Hij getuigt ook tegen onder meer politicus Alberto Santofimio, die daardoor in de gevangenis belandt voor medeplichtigheid aan de moord op presidentskandidaat Galán. "Ik heb 23 jaar gezeten, ik verdien een tweede kans", zegt Velásquez. "Toen was het oorlog, dan doe je alles wat nodig is. Nu ben ik een ander mens."

Tot inkeer
Beeld RV -

Een derde van de opbrengst van zijn YouTube-activiteiten gaat naar BeToYou, het bedrijfje dat de kanalen van Velásquez en tachtig andere succesvolle vloggers beheert. "We zijn nu ook bezig met een Popeye-kledinglijn", aldus medewerker Santiago Alzate (24), die de reacties van fans beantwoordt. Alzate verwacht dat de inkomsten nog flink gaan stijgen. "Popeye is populair omdat hij recht voor zijn raap is. En mensen houden van de maffia."

Als Velásquez even niet luistert, voegt hij toe: "We krijgen veel kritiek omdat we met hem werken. Maar ik vermoord toch niemand? Ik verkoop toch geen drugs?"

Met gevoel voor drama

We vertrekken. Velásquez wil het graf van Escobar bezoeken, maar eenmaal op het kerkhof wordt hij nerveus. "Ik ben kwetsbaar hier", zegt hij. "Er zijn mensen uit mijn verleden die me dood willen."
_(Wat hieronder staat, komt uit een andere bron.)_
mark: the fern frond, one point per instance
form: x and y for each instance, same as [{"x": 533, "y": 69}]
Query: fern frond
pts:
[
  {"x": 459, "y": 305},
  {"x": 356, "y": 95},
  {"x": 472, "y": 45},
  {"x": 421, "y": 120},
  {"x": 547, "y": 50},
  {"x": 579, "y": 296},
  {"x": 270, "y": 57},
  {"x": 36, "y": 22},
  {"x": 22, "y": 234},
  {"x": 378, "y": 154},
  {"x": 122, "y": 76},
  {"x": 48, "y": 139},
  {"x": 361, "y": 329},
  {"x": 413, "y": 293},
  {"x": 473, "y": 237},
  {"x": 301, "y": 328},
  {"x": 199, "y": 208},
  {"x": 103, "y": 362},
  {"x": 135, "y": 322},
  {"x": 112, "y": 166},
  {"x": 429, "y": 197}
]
Met gevoel voor drama gaat hij op zijn knieën voor het graf zitten, slaat een kruis en bidt. "Escobar was een goed mens", zegt hij. "Waarom denk je dat niemand hem heeft verlinkt, terwijl er miljoenen waren uitgeloofd?" Hij kust het graf langdurig. "Ik was zijn steun en toeverlaat. Toen ze ons op de hielen zaten, werd hij ziek. Ik maakte hem schoon als hij over zichzelf heen kotste."

Als we naar de uitgang van het kerkhof rijden, remt Velásquez af. "Die jongen bevalt me niet." Hij kijkt met samengeknepen ogen naar een graatmagere slungel. "Precies toen we kwamen aanrijden stapte hij op zijn motor, alsof hij op ons aan het wachten was." Ik kijk naar de puber. Hij lijkt me niet iemand met moordlustige plannen.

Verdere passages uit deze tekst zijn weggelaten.